ず僕のことを信じていてくれることと自分は堅く信じている。僕は時々ひどくミサントロープになるが、そういう時は必ず僕は江渡君や渡辺君のことを思い出すのである。
 野枝さんはそのうちゴルドマンの『婦人解放の悲劇』その他の論文をホンヤクしてひどくゴルドマンの思想に影響されて、やがて自分から日本のゴルドマンたらんとする程の熱情を示してきた。大杉君との間に生まれたエマちゃんは、即ちゴルドマンのエマからしかく名づけられたものである。
 平塚らいてう氏がエレンケイならば、野枝さんはゴルドマンである。
 野枝さんが「青鞜」を一人で編輯することになって、僕は小石川の指ケ谷町に住んでいた。
 野枝さんは至極有名になって、僕は一向ふるわない生活をして、碌々と暮らしていた。
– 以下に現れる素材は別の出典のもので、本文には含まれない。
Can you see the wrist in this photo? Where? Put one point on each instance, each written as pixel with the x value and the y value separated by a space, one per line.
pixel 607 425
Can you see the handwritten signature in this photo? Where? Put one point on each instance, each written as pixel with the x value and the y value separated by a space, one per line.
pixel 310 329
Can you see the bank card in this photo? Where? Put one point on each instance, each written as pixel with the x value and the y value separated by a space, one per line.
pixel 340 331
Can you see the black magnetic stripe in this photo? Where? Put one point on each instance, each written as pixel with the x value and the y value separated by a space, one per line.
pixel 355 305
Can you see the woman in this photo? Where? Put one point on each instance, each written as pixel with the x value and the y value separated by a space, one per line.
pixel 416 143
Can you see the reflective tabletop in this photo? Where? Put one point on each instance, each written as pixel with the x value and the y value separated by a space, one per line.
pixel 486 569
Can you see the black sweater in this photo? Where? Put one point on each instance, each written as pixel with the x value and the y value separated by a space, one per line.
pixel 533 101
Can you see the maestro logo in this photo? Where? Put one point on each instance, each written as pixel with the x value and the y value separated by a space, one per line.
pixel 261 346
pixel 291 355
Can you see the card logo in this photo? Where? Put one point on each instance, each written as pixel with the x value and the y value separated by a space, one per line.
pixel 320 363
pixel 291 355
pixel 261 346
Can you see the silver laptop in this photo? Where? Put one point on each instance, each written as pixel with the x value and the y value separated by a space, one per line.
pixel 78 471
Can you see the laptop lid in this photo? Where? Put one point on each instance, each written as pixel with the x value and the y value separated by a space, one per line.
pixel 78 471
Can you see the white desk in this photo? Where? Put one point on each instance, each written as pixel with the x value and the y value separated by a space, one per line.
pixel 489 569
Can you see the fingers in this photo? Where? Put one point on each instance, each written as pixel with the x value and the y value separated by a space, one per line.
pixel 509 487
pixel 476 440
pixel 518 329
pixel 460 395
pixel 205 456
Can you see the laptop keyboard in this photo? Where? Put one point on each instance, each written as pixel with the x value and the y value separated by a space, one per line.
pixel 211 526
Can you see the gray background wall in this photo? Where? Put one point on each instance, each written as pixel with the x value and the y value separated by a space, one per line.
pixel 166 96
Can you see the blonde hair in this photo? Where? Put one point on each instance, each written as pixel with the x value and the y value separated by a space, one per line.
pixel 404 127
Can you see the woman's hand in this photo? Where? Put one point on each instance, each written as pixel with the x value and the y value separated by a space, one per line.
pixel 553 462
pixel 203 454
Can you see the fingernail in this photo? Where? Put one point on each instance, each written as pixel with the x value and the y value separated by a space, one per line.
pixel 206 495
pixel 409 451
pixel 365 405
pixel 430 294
殊に中村孤月君などという「新しい女の箱屋」とまでいわれた位に野枝さんを崇拝する人さえ出てきた。
 野枝さんのような天才が僕のような男と同棲して、その天分を充分に延ばすことの出来ないのははなはだケシカランというような世論がいつの間にか僕らの周囲に出来あがっていた。